Stiff upper lip. Some say the people on the island have inherited this from the British colonial masters. Stiff upper lip that turned a tiny island into an empire, master of most of the world. Stiff upper lip that defeated despair when the Blitz almost destroyed their capital. But John Sinclair disagrees. The British left behind systems for a democratic government, for laws, for education, but he will not credit them for the discipline with which he has conducted his life. He has inherited this from his father, and his father from his enslaved African mother, and she from hers. His theories are Darwinian: “Do you think my African grandmother and the other Africans would have survived if they were not the strongest? Do you think they would have lived to bear children and their children to bear other children if they didn’t have discipline, if they didn’t know how to control their emotions, to keep them in check? If they didn’t know how to take the lash, the iron bit in their mouths, and keep their pain bound and gagged, hidden from those who waited for their fall, their collusion in the slaver’s demonic intent to turn man into animal? If they didn’t have the fortitude to will themselves to live another day?”

Anna was a child when he began telling her this.

“We were the seasoning station,” he said. “They brought the Africans here, to our islands, to be broken in, to be tamed before they were taken to the American continent. If the Africans they captured did not die in the blistering heat of the sugarcane fields, the slave owners knew the ones that remained were among the best, the strongest, the most resilient; they would survive the cotton fields in Georgia. We are the ones they could not break. We are the progeny of the ones they had to leave behind on the islands, the ones they could not tame for Georgia, the ones who refused to die. We know discipline, restraint, we know order. Discipline is in our blood.”

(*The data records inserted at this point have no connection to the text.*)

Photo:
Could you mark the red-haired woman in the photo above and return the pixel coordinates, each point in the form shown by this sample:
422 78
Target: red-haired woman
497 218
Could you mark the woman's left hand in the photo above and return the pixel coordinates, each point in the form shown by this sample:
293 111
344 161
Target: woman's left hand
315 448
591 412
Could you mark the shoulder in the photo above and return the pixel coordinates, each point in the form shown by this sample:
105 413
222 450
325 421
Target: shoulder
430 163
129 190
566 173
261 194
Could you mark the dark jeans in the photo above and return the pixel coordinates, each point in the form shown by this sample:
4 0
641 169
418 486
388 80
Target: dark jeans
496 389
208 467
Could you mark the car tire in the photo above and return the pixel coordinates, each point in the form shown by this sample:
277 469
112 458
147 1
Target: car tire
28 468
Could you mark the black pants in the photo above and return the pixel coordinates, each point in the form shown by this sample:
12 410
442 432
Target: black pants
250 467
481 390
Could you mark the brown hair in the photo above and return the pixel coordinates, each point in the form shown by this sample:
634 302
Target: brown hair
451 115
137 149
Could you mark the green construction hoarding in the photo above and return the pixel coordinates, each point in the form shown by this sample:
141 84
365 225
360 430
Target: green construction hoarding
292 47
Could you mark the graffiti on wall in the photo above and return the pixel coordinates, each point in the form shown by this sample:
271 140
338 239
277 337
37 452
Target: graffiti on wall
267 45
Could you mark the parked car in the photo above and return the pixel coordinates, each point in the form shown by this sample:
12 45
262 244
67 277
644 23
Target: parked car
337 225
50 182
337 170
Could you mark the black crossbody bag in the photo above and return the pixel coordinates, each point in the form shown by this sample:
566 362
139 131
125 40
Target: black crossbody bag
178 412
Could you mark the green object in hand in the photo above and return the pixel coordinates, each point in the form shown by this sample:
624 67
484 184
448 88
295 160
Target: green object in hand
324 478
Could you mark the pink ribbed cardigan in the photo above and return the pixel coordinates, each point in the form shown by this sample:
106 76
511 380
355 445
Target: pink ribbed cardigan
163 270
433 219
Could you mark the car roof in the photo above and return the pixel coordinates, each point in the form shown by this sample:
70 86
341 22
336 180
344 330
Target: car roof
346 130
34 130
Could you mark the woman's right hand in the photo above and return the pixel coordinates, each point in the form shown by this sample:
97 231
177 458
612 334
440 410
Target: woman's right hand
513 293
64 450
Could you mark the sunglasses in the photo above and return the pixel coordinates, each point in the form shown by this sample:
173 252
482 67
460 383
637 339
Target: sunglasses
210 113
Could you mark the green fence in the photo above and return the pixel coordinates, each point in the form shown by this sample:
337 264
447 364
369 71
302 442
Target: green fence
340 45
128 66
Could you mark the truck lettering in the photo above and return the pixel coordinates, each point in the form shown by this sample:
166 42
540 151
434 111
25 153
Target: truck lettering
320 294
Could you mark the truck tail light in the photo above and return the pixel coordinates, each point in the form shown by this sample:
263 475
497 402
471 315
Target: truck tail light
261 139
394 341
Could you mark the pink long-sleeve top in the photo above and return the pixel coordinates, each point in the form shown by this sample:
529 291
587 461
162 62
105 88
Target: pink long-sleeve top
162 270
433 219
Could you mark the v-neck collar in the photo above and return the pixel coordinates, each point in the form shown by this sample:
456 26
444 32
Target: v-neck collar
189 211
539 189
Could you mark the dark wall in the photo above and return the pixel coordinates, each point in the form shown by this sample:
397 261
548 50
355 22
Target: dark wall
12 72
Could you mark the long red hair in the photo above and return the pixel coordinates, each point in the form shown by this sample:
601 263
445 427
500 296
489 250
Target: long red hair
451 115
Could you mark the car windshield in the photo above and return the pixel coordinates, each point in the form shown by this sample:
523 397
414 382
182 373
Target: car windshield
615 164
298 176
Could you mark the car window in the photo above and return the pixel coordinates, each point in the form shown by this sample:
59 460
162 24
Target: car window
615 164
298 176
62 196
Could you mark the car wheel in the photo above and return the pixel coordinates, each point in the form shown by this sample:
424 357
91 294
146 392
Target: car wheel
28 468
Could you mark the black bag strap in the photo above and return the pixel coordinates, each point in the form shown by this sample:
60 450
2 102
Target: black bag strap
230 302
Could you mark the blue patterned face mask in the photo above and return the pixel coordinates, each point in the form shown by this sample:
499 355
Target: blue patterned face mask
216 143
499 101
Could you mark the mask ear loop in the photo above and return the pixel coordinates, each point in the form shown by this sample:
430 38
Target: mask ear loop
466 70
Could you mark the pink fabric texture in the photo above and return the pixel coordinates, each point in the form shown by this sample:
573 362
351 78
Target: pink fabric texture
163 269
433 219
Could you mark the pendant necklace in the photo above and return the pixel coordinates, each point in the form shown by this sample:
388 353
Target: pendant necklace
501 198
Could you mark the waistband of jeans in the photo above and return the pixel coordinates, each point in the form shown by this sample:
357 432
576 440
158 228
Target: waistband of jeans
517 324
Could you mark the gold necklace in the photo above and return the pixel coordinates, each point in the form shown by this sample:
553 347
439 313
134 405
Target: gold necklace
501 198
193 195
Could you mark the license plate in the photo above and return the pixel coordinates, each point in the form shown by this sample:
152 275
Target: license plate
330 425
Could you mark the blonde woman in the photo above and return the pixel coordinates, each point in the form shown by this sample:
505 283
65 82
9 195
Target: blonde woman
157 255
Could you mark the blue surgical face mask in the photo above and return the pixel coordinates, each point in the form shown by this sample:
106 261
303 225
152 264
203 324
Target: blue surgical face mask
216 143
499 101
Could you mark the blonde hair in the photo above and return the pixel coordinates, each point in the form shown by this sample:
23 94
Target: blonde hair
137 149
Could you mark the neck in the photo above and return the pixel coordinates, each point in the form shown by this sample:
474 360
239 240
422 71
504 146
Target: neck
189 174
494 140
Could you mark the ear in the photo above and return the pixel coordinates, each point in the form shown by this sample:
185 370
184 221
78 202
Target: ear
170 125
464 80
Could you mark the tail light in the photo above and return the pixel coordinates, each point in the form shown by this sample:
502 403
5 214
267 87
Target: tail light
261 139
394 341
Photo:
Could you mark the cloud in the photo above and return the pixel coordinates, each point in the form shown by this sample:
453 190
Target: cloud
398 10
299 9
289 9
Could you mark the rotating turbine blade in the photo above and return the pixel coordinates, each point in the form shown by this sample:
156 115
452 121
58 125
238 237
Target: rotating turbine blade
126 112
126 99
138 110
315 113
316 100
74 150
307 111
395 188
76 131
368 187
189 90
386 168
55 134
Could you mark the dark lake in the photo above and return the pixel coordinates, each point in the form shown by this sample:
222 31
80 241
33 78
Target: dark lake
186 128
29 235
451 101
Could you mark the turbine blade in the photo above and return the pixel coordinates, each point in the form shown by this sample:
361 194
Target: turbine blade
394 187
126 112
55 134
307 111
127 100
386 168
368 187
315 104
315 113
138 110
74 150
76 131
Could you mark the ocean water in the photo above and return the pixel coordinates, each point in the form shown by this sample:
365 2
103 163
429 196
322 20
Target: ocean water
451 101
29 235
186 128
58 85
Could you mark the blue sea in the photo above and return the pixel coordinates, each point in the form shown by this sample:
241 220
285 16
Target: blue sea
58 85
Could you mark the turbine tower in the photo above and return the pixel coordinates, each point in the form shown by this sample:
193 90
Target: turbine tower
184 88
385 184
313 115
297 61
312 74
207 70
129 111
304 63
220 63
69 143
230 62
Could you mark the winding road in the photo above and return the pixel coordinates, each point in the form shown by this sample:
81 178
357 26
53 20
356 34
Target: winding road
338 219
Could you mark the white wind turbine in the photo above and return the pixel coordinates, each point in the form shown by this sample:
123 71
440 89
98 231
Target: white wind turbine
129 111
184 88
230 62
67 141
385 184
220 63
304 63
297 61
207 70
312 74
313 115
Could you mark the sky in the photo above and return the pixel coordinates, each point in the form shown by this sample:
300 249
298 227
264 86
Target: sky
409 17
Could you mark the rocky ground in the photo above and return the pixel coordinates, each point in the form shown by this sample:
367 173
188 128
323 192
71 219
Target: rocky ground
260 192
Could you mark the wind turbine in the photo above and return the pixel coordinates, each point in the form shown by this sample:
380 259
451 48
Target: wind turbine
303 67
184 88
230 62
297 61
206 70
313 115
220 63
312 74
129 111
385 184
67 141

Discipline is in her mother’s blood too. She puts on a face to meet the faces she must see at breakfast: her husband, her daughter; Lydia, her helper. To them she signals no fear. Optimism in fact. All will be well when she sees the doctor. At the doctor’s office, she brushes away the simpering Neil, softening his guilt by passing it on to her, chastising her for what he should have insisted she do. He is a medical doctor after all. Enough! she says. Only in the bathroom does she let slip that face she has so carefully prepared. Tears well, tremors snake up her arms.

“You have to show it to him,” Anna says. “You can’t hide it anymore.”

Beatrice Sinclair bites her lower lip. “Silly me,” she says. Stiff upper lip. “Silly old me.” She emerges from the bathroom, her face restored.